This week we feature a sculpture made by Sophia Perun from Handsworth Secondary School in North Vancouver British Columbia, Canada.
Here’s Sophia’s statement on the work:
“My piece is called ‘Wrinkle.’ I explored my inquiry question: How do we change as we age, and what do we fear about it? I wanted to express how the skin changes as you get older and wrinkles form. In society, they are considered undesirable and ugly, something to be fixed with aging cream and Botox. I think wrinkles are beautiful in the way that they tell your story, how much you have been happy, or focused or stressed in life. In this piece, the face is emerging from the wrinkle and is trapped behind it. The wrinkled skin is a barrier and pulled taut to eliminate any imperfection or crease. I used house paint to represent the skin. I poured the paint and dried it in a big sheet, then covered the bust and molded the face with heat. From making art this year I learned to not be hesitant or fearful, to instead experiment with materials and ideas. The best work I’ve made has come from taking risks. My art teacher always encourages us to push the creative boundaries and not shy away from the strange.”
Here’s Sophia’s teacher Kory Bogen on Lisa’s work:
“Working with Sophia for the past three years has been so rewarding – she is tenacious, conceptual, articulate, and willing to experiment. She completely understands the importance of revision, creating connections between her artmaking and the real world, and involving the community in her practice. From Sophia, I learned that I need to let go and trust my students; her work is exceptional.

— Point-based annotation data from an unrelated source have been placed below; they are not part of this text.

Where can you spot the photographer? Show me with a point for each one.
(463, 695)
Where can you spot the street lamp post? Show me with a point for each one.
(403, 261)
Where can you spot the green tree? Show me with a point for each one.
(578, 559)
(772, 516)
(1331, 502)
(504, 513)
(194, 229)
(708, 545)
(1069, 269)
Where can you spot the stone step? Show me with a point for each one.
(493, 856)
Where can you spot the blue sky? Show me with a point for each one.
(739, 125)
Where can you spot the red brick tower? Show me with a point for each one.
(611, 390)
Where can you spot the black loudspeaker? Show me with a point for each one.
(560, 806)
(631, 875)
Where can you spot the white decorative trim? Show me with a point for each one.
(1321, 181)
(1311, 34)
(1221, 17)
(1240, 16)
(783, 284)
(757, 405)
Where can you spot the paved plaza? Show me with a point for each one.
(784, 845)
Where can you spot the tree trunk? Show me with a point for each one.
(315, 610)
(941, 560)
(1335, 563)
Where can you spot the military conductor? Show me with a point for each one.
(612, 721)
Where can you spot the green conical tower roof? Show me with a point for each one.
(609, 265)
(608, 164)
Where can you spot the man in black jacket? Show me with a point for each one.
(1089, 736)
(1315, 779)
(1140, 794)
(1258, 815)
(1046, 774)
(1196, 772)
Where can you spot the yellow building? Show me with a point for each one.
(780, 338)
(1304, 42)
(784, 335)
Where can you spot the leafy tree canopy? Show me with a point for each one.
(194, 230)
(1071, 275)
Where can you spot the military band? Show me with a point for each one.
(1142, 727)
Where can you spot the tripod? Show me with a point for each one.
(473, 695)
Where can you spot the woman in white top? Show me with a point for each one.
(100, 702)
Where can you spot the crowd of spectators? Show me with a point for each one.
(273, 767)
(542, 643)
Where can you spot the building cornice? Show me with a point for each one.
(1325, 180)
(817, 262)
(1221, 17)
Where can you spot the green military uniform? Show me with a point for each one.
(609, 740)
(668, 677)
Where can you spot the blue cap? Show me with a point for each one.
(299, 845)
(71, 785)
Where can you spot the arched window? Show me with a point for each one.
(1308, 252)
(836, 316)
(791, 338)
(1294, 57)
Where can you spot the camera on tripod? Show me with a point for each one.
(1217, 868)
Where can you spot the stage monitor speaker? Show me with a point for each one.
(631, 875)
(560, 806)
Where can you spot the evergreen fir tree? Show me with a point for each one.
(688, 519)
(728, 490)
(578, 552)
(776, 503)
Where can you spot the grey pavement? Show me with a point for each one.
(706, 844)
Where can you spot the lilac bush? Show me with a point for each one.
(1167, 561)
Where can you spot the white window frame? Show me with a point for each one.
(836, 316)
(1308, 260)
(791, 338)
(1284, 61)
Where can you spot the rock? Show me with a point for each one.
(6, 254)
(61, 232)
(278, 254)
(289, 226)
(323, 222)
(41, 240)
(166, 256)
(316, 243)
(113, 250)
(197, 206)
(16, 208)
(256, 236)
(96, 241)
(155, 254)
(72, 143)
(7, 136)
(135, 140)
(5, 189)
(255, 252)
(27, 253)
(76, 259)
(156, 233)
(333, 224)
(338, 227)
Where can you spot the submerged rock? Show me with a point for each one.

“Sophia surveyed our school staff, asking for responses to her area of inquiry: How do we change as we age, and what do we fear about it? The portfolio was reflective, cohesive, compassionate, and humorous. Creating a survey is a great strategy to involve others in the portfolio, and to gather outside perspectives. Sophia is unafraid to take risks and ask – and respond to – tough questions. She is supportive of her peers and offers personal and global insight into the discussions we have as an ensemble of artists.
“To start the program, I push my students to experiment first with materials and processes that they are unfamiliar with, and then to incorporate those new ways of working into their wheelhouse of skills. We generate originality in surface, texture, process, and construction in low-stakes experiments that are not assessed.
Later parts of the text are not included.